The text of the DGA focusses on certain categories of entities that are likely to authorise the re-use of data: (i) public sector bodies, (ii) data intermediaries and (iii) data altruism organisations. In the short-term, these can be labelled the potential new sources of data for businesses, keeping in mind that the DGA also provides a general framework for data sharing beyond those three categories of data sources, through implementing legislation. 

  • Public sector bodies are authorities or entities established for purposes of general interest with no industrial or commercial character, having legal personality and funded or controlled by public authorities. The DGA does not create a new obligation to allow the re-use of data but creates a framework to facilitate the sharing of such data when it is protected under confidentiality obligations, intellectual property or data protection laws and hence falls outside the scope of the Open Data Directive. It should be noted that the DGA has a carveout for public undertakings, broadcasters and cultural establishments. Outside these categories, the general range of public sector bodies that possess datasets and have not yet made these available for reuse, could now be requested to share them and would then need to comply with the specific requirements set out in the DGA to accommodate the protection of confidentiality, intellectual property or personal data. 
  • Data intermediaries are a new category of provider that facilitate the sharing of data and aim to establish commercial relationships between several data holders and categories of data users. On the face of it, the Act targets three forms of intermediaries: (i) data exchange services or platforms, (ii) services that enable individuals to control the sharing of their personal data, and (iii) so-called "data cooperatives" that support their members in exercising their rights with respect to data. Categories of traditional services such as web browsers, email services, cloud storage, analytics or data sharing software, are excluded, as are services used in a closed group such as those ensuring the functioning of Internet of Things (IoT) devices or objects. All of this seems to refer to new business models or innovative data services such as implementations of the Solid protocol or the MyData movement. But existing marketplaces or consent management systems could fall under that definition as well, and be subject to the same general obligations as imposed upon all data intermediaries: prior notification to a competent authority of the intention to operate as a data intermediary, based on a mandatory disclosure of data sharing services and activities, rules on independence, and requirements to ensure that the data sharing activities are carried out in an open and transparent manner. 
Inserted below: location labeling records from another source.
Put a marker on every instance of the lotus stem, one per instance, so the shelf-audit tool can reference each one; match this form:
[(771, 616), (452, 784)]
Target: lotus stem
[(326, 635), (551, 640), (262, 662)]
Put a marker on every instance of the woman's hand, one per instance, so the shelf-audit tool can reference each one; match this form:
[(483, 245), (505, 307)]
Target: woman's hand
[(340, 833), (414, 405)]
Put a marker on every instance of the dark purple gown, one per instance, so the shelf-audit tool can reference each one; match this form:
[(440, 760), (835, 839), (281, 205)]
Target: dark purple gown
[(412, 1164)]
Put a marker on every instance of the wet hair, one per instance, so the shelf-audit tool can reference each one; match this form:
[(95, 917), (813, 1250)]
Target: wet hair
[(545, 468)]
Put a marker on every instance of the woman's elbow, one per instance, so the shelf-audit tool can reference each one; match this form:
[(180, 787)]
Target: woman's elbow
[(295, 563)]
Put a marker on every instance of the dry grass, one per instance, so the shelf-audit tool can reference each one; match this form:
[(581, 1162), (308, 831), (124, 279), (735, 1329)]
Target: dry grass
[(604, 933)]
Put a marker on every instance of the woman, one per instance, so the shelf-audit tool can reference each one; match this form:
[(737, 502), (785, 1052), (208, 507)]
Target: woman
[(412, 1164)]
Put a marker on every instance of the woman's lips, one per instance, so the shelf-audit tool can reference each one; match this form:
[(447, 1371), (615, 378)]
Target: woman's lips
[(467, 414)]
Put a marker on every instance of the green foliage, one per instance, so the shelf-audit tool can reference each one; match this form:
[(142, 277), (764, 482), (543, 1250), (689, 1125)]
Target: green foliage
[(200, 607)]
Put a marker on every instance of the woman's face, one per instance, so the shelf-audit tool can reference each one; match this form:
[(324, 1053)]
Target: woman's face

  • Data altruism is defined as the voluntary sharing of personal or non-personal data without seeking a reward and for purposes of general interest, such as healthcare, combating climate change, or improving mobility. The DGA requires data altruism organisations to be registered, imposes a not-for-profit corporate structure, and mandates an independent functioning and functional separation from other activities, as well as a number of requirements to safeguard transparency and data subjects' rights. The Commission may also lay down further rules regarding information requirements, technical and security measures and interoperability standards. 

Common issues for data sharing

While the DGA creates specific rules and enforcement or monitoring systems for these various categories of data sources, it is useful to highlight three common themes in the regulation of data sharing. These could also become recurring themes when implementing legislation is enacted to foster data sharing in specific sectors or for specific purposes, such as the European Health Data Space. 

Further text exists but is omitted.